In the gospel for this Fourth Sunday of Ordinary time we find Jesus performing his first miracle, the casting out of an evil spirit, and we see Jesus teaching with “authority, not like the teaching of the Scribes.” Those present could sense that there was something different about this Rabbi, this teacher from Nazareth. Not only did Jesus appear to know what He was talking about, but there was something about His demeanor that “astonished” them. At the beginning of his public ministry Jesus’ casting out a demon demonstrates His power over the ruler of this world, Satan. Like Moses of old, Jesus has come to deliver His people from the power of evil, and to purify them of their sins. Jesus is the fulfillment of Moses’ prophecy in the first reading from the Book of Deuteronomy. At the end of his earthly journey, Moses comforts his people by telling them “a prophet like me will the Lord, your God, raise up,” and God will put His “words into his mouth.” Jesus teaches as one having “authority,” just as Moses taught with authority.
Jesus’ authority was recognizably different from that of the Scribes, for He did not use that authority to rule over or subjugate people. Jesus’ authority was not about controlling people. He came to set people free.
True authority, the kind that has its origin in God, is never used to destroy lives. Instead of tearing down it builds up lives. No doubt we can think back to people who have made a lasting impression on our lives, either for good or bad. Perhaps it was a grandparent, an uncle, a parent, or a dear friend, who loved us and cared for us. Perhaps it was a teacher who encouraged us in our faith and exerted a positive impact on our lives. They possessed a God-given authority, and on account of their patience with our failures, their understanding of our idiosyncrasies, and their desire for what is best for us, they gave us a glimpse of the God we worship. On the other hand, there may be people in our past whom we remember with pain and discomfort, whose authority did not have its origin in God, and who exemplified all that is wrong with our world. We are called to be good teachers, good prophets, who, like Jesus, build up lives, and who give others a glimpse of the wonderful God who we worship.

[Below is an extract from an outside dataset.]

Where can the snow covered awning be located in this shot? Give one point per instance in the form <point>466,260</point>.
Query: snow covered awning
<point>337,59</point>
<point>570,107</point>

Hence, let us approach Jesus with trusting Faith so that he may free us from the evil spirits that keep us from praying and prevent us from loving and sharing our blessings with others. Our following in the footsteps of Jesus declares that he has power over all the “evil spirits,” the spirits of despair, fear, compulsiveness, selfishness, anger, resentment, and hostility. Through Word and Sacrament, Jesus brings that power to us and says the same words to the demons in our life, “Be gone!” Jesus says those words not just once, but often, until finally we are free from these demons entirely. Our gospel declares that Christ has power over any demon, so whether those demons be addictions, heartaches, secret sins – whatever our chains may be – Christ can set us free from them, and longs to do so. May Jesus free us from all those spirits which make us deaf, dumb, blind, lame and paralyzed, both physically and spiritually.